Aucun amendement de débattu

« Je ne m’attendais pas à un miracle », a concédé François Ruffin, rapporteur à l’origine du texte. « On sait depuis Clémenceau que les missions sont le meilleur moyen d’enterrer les problèmes » a-t-il néanmoins pesté.

L’élu LFI s’est malgré tout employé à répondre aux arguments avancés par La République en Marche. « La lombalgie se trouve par exemple dans le tableau des maladies professionnelles. Elle peut être due aux charges trop lourdes que porte un salarié dans le cadre de son travail, mais elle peut très bien être due aussi au fait que le salarié joue au tennis, le dimanche par exemple » a-t-il relevé.

Avant de faire un parallèle avec l’intégration de différentes pathologies n’ayant pas toujours fait l’unanimité, telle la silicose : « Sur l’amiante, le patronat a freiné des quatre fers pendant des décennies et avec des appuis aussi dans les gouvernements et dans cette assemblée. »

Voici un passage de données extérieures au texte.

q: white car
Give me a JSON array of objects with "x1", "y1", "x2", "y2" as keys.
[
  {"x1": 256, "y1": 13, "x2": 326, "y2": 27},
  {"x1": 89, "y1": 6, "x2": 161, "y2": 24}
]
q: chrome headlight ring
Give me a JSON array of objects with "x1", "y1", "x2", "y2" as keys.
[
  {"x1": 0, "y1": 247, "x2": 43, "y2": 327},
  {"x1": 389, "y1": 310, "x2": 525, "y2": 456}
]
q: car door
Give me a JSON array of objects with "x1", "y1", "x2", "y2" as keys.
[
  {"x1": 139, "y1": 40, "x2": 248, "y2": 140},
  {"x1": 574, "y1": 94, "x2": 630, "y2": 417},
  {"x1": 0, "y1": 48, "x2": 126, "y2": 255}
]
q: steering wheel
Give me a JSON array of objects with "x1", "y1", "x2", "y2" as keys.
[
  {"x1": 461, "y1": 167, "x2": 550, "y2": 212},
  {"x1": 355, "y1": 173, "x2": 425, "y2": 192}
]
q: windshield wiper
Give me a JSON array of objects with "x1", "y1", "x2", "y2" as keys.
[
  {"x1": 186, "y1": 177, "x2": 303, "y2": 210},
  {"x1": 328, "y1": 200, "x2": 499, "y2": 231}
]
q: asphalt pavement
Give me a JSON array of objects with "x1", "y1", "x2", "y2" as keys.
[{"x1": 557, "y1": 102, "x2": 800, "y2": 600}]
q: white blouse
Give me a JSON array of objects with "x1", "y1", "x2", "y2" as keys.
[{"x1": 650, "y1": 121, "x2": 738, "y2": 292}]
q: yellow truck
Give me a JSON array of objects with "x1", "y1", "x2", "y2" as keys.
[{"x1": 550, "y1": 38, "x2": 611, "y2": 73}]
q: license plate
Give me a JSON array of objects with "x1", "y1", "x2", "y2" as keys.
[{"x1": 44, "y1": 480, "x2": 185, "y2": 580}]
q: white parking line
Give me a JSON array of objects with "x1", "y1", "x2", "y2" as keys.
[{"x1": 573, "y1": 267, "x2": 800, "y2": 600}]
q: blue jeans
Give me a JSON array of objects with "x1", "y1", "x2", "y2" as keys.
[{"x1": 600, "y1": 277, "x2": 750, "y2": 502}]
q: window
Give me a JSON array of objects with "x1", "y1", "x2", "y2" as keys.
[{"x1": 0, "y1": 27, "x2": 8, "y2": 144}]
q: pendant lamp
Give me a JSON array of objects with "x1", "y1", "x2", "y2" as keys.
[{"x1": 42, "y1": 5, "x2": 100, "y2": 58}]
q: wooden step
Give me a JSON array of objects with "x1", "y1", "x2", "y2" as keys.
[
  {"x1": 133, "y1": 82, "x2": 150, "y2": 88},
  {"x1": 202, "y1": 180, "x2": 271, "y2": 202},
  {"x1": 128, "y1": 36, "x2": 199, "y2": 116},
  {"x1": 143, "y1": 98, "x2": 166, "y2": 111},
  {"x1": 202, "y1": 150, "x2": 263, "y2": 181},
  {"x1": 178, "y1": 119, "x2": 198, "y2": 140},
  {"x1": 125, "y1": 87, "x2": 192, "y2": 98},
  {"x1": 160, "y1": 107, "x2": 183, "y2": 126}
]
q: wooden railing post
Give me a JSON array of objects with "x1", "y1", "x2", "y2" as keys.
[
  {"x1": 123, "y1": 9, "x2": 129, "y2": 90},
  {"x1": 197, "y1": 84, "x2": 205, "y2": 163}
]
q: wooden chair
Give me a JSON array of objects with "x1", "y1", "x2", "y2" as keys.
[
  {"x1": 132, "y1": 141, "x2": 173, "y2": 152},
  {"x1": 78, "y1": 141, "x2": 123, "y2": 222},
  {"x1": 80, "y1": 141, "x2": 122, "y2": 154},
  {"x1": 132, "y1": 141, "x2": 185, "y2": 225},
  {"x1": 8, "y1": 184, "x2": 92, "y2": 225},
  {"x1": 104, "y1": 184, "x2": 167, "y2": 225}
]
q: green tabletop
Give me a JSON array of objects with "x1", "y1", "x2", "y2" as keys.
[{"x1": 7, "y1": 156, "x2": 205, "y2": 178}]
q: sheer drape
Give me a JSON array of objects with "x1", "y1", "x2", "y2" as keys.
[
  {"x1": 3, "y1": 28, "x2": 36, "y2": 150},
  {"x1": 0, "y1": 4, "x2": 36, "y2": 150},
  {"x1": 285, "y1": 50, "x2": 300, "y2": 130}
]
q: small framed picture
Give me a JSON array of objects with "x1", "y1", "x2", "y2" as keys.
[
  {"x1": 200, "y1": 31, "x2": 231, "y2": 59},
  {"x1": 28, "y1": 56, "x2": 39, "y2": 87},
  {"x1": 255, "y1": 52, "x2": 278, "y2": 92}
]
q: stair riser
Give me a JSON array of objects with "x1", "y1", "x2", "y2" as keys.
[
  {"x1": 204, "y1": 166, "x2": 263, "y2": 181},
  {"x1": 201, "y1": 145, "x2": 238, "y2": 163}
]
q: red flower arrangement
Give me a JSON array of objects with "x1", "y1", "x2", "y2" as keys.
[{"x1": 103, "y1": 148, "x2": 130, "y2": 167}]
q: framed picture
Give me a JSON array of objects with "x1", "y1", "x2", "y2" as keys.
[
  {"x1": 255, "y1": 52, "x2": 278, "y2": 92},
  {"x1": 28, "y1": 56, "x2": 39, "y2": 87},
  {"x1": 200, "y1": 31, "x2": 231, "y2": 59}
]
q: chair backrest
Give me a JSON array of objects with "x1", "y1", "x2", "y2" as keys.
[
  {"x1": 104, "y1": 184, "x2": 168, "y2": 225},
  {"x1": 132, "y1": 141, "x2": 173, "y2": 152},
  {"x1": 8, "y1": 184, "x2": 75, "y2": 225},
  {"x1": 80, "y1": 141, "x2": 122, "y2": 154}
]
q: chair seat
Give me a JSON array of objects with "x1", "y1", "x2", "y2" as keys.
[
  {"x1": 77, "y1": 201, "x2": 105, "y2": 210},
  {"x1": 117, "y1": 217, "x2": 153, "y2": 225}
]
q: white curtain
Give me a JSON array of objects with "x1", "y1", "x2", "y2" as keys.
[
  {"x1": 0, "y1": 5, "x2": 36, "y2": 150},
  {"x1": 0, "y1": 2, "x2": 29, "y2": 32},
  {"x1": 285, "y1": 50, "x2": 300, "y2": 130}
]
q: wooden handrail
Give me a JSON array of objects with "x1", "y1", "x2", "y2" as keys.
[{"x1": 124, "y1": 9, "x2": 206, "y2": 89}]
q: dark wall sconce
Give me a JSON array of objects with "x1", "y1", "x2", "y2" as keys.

François Ruffin a d'autre part jugé que sa proposition de loi était belle et bien « préventive », dans la mesure où elle incitera les entreprises et leurs actionnaires à soigner le bien-être de leurs salariés, pour ne pas trop être pénalisés via leurs cotisations... « La sanction est une prévention » a martelé le député.

Le parlementaire a enfin déploré la méthode employée par la majorité : une motion de rejet préalable, synonyme de l’absence de débat sur les articles (et les amendements associés). Différentes propositions avaient pourtant été mises sur la table par certains députés d’autres groupes, notamment PS et LR, afin par exemple de procéder à des expérimentations en matière d’examen « hors tableau » des maladies professionnelles ou à mieux évaluer le coût des pathologies psychiques liées au travail et actuellement supporté par l’Assurance maladie.

L’Assemblée a finalement adopté cette motion de rejet à 86 voix « pour » et 34 « contre ».